Now we know that the behavior of a form and a vector is given in terms of its components:

${\displaystyle \Phi (V)=\sum _{i=1}^{N}\Phi _{i}\ V^{i}}$

This must be the same in both bases, so

${\displaystyle \sum _{k=1}^{N}{\overline {\Phi _{k}}}\ {\overline {V^{k}}}=\sum _{i=1}^{N}\Phi _{i}\ V^{i}}$

but

${\displaystyle {\overline {V^{k}}}=\sum _{j=1}^{N}A_{k,j}\ V^{j}}$

and

${\displaystyle {\overline {\Phi _{k}}}=\sum _{i=1}^{N}B_{k,i}\ \Phi _{i}}$

so

${\displaystyle \sum _{i,j,k=1}^{N}B_{k,i}\ \Phi _{i}A_{k,j}\ V^{j}=\sum _{i=1}^{N}\Phi _{i}\ V^{i}}$

Since this is true for all forms ${\displaystyle \Phi \,}$, we must have

${\displaystyle \sum _{j,k=1}^{N}B_{k,i}\ A_{k,j}\ V^{j}=V^{i}}$    for all i.
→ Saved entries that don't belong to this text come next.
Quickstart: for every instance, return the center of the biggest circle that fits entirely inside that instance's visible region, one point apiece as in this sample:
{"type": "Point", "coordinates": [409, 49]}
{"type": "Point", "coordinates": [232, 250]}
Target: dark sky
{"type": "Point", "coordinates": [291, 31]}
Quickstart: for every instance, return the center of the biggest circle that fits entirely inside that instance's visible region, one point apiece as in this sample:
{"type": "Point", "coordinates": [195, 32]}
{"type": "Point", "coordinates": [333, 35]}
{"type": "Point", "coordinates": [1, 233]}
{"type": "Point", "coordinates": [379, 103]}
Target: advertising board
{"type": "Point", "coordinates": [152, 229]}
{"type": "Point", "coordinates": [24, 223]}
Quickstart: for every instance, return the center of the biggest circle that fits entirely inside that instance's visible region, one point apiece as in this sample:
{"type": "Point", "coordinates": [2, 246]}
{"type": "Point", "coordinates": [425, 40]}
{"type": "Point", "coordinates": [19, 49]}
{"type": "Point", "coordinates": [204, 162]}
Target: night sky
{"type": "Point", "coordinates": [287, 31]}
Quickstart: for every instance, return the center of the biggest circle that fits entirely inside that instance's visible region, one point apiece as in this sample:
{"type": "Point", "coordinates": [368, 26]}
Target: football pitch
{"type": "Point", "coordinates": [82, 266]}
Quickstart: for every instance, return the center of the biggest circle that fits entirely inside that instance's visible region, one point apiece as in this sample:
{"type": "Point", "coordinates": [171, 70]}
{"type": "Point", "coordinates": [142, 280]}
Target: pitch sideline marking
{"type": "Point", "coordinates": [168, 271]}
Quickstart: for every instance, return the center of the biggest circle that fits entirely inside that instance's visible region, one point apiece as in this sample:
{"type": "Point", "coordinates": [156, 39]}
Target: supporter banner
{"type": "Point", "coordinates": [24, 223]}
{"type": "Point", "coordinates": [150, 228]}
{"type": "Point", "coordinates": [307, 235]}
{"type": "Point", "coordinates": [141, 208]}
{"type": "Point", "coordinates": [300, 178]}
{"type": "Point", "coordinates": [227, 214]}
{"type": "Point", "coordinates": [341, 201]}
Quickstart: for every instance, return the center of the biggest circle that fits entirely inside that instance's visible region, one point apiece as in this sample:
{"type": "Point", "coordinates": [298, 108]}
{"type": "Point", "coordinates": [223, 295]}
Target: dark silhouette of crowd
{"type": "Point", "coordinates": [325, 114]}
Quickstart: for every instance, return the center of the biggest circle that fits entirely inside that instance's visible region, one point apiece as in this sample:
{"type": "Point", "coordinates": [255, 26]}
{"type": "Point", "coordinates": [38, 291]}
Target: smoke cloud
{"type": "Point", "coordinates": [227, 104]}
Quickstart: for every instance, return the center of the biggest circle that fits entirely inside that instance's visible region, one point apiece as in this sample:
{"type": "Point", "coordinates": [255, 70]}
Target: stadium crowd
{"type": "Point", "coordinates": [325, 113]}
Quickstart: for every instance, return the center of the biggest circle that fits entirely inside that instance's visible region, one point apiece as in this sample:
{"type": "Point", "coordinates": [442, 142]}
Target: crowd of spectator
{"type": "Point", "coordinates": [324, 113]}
Now the transpose of the matrix B is given by

${\displaystyle B_{i,k}^{t}=B_{k,i}\,}$

and, by matrix multiplication:

${\displaystyle \sum _{k=1}^{N}B_{k,i}\ A_{k,j}=\sum _{k=1}^{N}B_{i,k}^{t}\ A_{k,j}=[B^{t}A]_{i,j}}$

so

${\displaystyle V^{i}=\sum _{j=1}^{N}[B^{t}A]_{i,j}\ V^{j}}$

Since this is true for all vectors V, the matrix ${\displaystyle [B^{t}A]\,}$ must be the identity matrix, or

${\displaystyle B^{t}=A^{-1}\,}$

or

${\displaystyle B=A^{-1^{t}}\,}$

The transpose of B is the inverse of A, or, equivalently, B is the inverse transpose of A. This gives the rule for handling a change of basis for forms:

 Whatever matrix takes care of vectors, its inverse transpose takes care of forms.

How about higher-rank tensors? Just apply one of the other matrices to each index—A for contravariant indices and its inverse transpose B for covariant indices. For example, the second-rand covariant tensor ${\displaystyle \Omega \,}$ takes two applications of the matrix B, which is the inverse transpose of A.
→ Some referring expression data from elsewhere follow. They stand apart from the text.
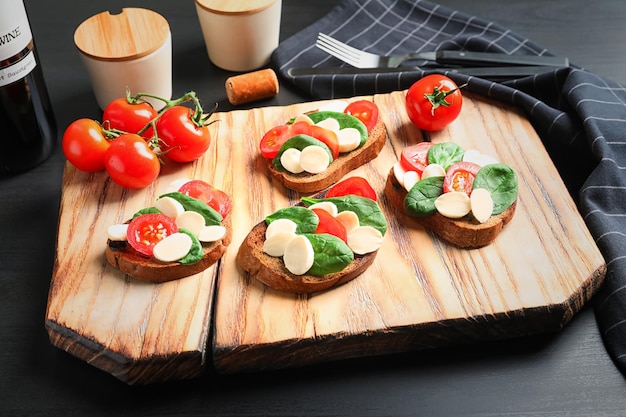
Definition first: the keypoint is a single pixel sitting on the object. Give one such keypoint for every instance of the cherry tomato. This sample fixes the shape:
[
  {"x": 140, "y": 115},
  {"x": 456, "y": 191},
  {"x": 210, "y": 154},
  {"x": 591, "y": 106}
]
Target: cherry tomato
[
  {"x": 364, "y": 110},
  {"x": 433, "y": 102},
  {"x": 415, "y": 157},
  {"x": 353, "y": 185},
  {"x": 147, "y": 230},
  {"x": 129, "y": 117},
  {"x": 85, "y": 145},
  {"x": 203, "y": 191},
  {"x": 460, "y": 177},
  {"x": 329, "y": 224},
  {"x": 131, "y": 162},
  {"x": 183, "y": 140},
  {"x": 274, "y": 138}
]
${\displaystyle {\overline {\Omega _{ij}}}=\sum _{k,l=1}^{N}B_{i,k}B_{j,l}\ \Omega _{kl}}$

The reader can check that this gets the right answer when applied to two vectors.

For each index of the tensor, there is a summation and a matrix A or B, according to the covariance.

Many treatments of tensors take this transformation rule as the definition of a tensor. That is, they define a tensor as "a pile of numbers that transform according to ...", giving the rule that we have derived.

Readers who are familiar with the theory of matrices may know that a matrix is orthogonal if and only if its inverse and its transpose are the same. This means that, if the transformation matrix is orthogonal, vectors and forms transform the same way. So, if one deals only with bases that transform orthogonally, one can get away with not worrying about the distinction between covariant and contravariant tensors. The main example of this is Euclidean spaces. The transformations between Euclidean bases are always orthogonal.